Nieoczekiwane incydenty w Strasburgu sprawiły, że podróż pracowników i europosłów z Parlamentu Europejskiego nagle przybrała niecodzienny obrót. W chwili, gdy usłyszano odgłos eksplozji, natychmiast przystąpiono do ewakuacji. Kolejarze wskazują na techniczne komplikacje jako przyczynę tego zamieszania. Część deputowanych, zniecierpliwionych brakiem alternatywnego transportu, postanowiła działać na własną rękę.
Awaria na trasie Bruksela-Strasburg
Parlament Europejski regularnie organizuje specjalne pociągi dla swoich członków, które kursują między Brukselą a Strasburgiem, gdzie odbywają się posiedzenia. Niestety, w czwartek jeden z takich składów, przemieszczający się z Francji do Belgii, napotkał nagłe zatrzymanie.
Około godziny 15:00 pasażerowie zostali ewakuowani do hali dworca w Strasburgu. Według relacji Emmanuela Foulona, belgijskiego polityka związanych z grupą Renew Europe, początkowo usłyszał on głośny wybuch. Duński urzędnik, Pelle Geertsen, dodał, że działania służb były zaskakująco chaotyczne.
Reakcja Parlamentu Europejskiego
Biuro prasowe Parlamentu Europejskiego potwierdziło doniesienia, wskazując na „awarię techniczną”. Rzecznicy zapewnili, że pozostają w kontakcie z lokalnymi władzami i „zrobią wszystko, co w ich mocy”, aby posadzać ewakuowanych pasażerów w alternatywny transport.
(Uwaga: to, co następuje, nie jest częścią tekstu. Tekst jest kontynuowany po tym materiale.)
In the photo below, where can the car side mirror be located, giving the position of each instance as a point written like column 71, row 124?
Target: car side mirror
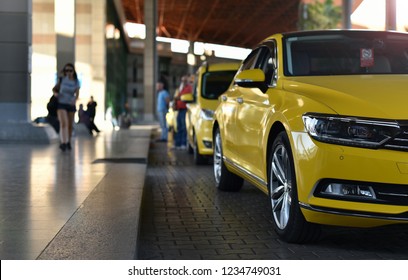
column 187, row 98
column 254, row 78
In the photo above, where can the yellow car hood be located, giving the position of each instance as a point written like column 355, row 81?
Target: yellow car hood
column 377, row 96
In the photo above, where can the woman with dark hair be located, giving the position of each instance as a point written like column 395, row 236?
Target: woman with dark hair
column 67, row 92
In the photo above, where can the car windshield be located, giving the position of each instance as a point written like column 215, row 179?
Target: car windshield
column 346, row 53
column 216, row 83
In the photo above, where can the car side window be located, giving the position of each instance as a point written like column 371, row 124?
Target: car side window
column 268, row 63
column 249, row 62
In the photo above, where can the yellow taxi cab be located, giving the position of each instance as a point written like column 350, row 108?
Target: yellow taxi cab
column 211, row 80
column 318, row 120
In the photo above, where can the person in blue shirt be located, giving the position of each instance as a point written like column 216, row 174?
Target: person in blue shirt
column 67, row 92
column 163, row 100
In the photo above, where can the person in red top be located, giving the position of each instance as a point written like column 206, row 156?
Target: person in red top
column 180, row 137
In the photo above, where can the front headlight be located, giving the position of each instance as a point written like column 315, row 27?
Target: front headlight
column 350, row 131
column 207, row 114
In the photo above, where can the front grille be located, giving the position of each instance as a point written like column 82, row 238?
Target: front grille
column 399, row 142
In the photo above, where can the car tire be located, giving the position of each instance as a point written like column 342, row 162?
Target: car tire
column 288, row 220
column 224, row 179
column 198, row 158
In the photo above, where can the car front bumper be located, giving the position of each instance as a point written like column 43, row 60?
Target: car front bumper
column 385, row 172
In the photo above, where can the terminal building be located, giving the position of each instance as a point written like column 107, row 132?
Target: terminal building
column 117, row 69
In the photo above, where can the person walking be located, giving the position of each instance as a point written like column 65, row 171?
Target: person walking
column 163, row 101
column 180, row 136
column 91, row 109
column 67, row 92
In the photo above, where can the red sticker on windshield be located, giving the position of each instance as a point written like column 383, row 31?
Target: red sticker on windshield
column 366, row 57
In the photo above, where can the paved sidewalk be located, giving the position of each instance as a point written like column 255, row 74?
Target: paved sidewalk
column 184, row 217
column 79, row 204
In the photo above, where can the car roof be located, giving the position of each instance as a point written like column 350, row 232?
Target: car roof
column 333, row 32
column 220, row 66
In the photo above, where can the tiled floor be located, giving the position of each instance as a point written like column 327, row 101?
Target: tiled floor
column 41, row 187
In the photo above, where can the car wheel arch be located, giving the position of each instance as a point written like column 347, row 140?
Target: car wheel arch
column 276, row 128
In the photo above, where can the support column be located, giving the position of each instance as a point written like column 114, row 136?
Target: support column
column 65, row 31
column 390, row 15
column 15, row 75
column 150, row 60
column 15, row 57
column 347, row 7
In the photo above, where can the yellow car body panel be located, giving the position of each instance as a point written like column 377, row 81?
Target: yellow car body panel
column 248, row 118
column 210, row 81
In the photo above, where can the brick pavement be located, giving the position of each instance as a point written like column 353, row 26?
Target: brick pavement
column 185, row 217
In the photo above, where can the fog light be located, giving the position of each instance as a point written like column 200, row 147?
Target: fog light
column 349, row 190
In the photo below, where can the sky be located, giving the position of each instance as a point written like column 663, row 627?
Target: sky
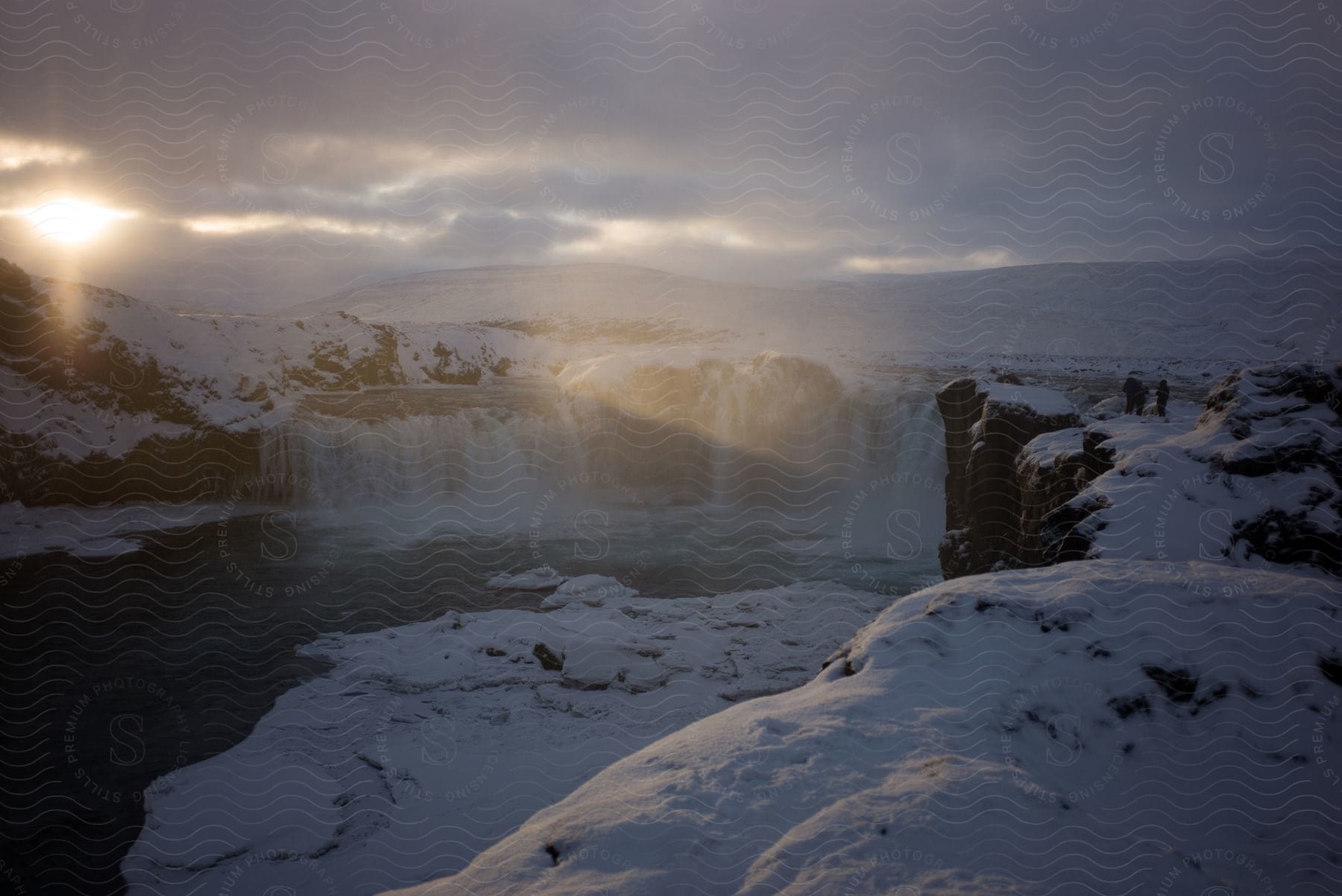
column 256, row 154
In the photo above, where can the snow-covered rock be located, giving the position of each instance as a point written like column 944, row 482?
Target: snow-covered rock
column 988, row 426
column 1255, row 479
column 592, row 590
column 105, row 397
column 533, row 580
column 429, row 743
column 1098, row 728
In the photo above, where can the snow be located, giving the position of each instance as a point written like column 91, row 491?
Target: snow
column 592, row 590
column 1023, row 733
column 1171, row 495
column 1055, row 313
column 427, row 743
column 533, row 580
column 1046, row 449
column 235, row 372
column 1042, row 403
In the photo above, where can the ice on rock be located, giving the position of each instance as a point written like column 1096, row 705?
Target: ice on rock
column 533, row 580
column 592, row 590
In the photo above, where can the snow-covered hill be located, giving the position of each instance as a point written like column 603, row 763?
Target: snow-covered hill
column 90, row 372
column 1093, row 728
column 1228, row 309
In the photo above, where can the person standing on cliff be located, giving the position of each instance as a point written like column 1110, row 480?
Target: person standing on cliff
column 1132, row 388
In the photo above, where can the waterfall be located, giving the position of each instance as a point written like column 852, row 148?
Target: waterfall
column 781, row 438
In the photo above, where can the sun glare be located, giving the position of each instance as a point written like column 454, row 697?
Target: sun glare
column 72, row 221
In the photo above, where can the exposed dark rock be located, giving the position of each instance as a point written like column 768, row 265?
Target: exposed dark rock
column 550, row 662
column 986, row 494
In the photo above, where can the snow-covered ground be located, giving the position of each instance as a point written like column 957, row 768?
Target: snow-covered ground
column 1246, row 481
column 1086, row 728
column 1058, row 314
column 429, row 743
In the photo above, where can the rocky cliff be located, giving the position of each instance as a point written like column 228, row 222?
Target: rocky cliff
column 988, row 424
column 107, row 399
column 1253, row 478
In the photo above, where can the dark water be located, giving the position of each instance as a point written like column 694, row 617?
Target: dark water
column 119, row 671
Ostatecznie udostępniono dwa zastępcze pociągi, które wystartowały z opóźnieniem – jeden z nich miał trzy godziny, a drugi sześć godzin dodatkowego czekania na wyjazd.
Kto nie czekał, ten ma lepiej
Nie wszyscy pasażerowie mieli tyle cierpliwości. Niektórzy zdecydowali się zamówić transport indywidualny, co doprowadziło do dodatkowego chaosu. Zarządca regionalnej sieci kolejowej, Ter Grand Est, informował, że ruch pociągów do i ze Strasburga został zakłócony z powodu „dymu wydobywającego się” z jednego ze składów.
Bas Eickhout, współprzewodniczący frakcji Zielonych, zauważył, że zamieszanie na stacji stanowiło „doskonałą okazję, by spotkać się z innymi”, z którymi wcześniej nie miał szansy porozmawiać. Przewoźnik Eurostar zapewnił, że ekipa natychmiast podjęła działania.
„Nasze zespoły są w pełni mobilizowane i pracują nad tym, aby jak najszybciej i najbezpieczniej przetransportować wszystkich 740 pasażerów do Brukseli” – podkreśliła spółka kolejowa.